The probe: f > #enter uses the special variable #enter that is triggered immediately at the start of f. Every time f is called, this pipeline is triggered.

Note

In this example, you could also set a probe on loopy > i. It is up to you to choose what makes the most sense.

The pipeline:

  • skip() will throw away the first thousand entries in the pipeline, corresponding to the first 1000 calls to f.

  • fail() will fail whenever it sees anything. If f is called less than 1000 times, all calls are skipped and there will be no failure. Otherwise, the 1001st call will trigger a failure.

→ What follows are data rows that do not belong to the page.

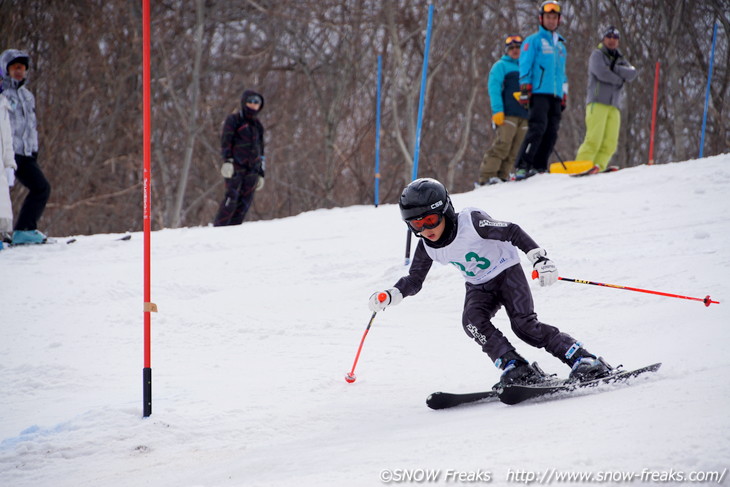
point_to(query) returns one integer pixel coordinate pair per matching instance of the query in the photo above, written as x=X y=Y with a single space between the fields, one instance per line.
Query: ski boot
x=516 y=370
x=585 y=366
x=24 y=237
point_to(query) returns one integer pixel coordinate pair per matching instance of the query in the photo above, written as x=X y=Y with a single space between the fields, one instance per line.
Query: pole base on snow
x=147 y=391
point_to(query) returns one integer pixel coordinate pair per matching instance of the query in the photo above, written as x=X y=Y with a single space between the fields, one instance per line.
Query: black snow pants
x=542 y=132
x=239 y=196
x=39 y=190
x=511 y=290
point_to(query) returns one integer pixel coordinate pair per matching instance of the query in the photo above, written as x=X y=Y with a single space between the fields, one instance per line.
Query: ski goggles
x=425 y=223
x=612 y=33
x=550 y=7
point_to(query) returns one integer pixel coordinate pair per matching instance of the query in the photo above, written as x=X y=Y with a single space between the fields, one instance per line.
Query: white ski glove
x=227 y=169
x=382 y=299
x=547 y=273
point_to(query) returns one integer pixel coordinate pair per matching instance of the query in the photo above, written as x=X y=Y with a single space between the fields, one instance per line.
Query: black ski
x=515 y=394
x=443 y=400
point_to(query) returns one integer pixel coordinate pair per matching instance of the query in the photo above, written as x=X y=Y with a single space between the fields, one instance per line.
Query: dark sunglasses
x=425 y=223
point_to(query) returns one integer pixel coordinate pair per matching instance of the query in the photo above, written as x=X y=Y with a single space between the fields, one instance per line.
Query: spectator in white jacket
x=7 y=174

Of course, this test can be adapted to check that a function is called once or more (use fail_if_empty()), or a specific number of times (count().filter(lambda x: x != expected_count).fail()).

Test caching

In this example, we test that a function is never called twice with the same argument. For example, maybe it computes something expensive, so we want to cache the results, and we want to make sure the cache is properly used.

cache = {}

def _expensive(x):
    return x * x  # oof! so expensive

def expensive(x):
    if x in cache:
        return cache[x]
    else:
        # We forget to populate the cache
        return _expensive(x)

def test_expensive():
    with probing("_expensive > x") as prb:
        xs = prb["x"].accum()

        expensive(12)
        expensive(12)  # again

    assert len(set(xs)) == len(xs) > 0  # fails

The probe: _expensive > x instruments the argument x of _expensive. It is important to probe the function that unconditionally does the computation in this case.

The pipeline:

  • prb["x"] extracts the field named "x".

  • accum() creates a (currently empty) list and returns it. Every time the probe is activated, the current value is appended to the list.

  • After calling expensive twice, we can look at what’s in the list. Here we could simply check that it only contains one element, but more generally we can check that its distinct elements (set(xs)) are exactly as numerous as the complete list, from which we can conclude that there are no duplicates.

  • The > 0 is added for good measure, to make sure we are not testing a dud that never calls _expensive at all.

You can of course do whatever you want with the list returned by accum, which is what makes it very polyvalent. You only have to make sure not to use it until after the probing block concludes, especially if you accumulate the result of a reduction operator like min or average.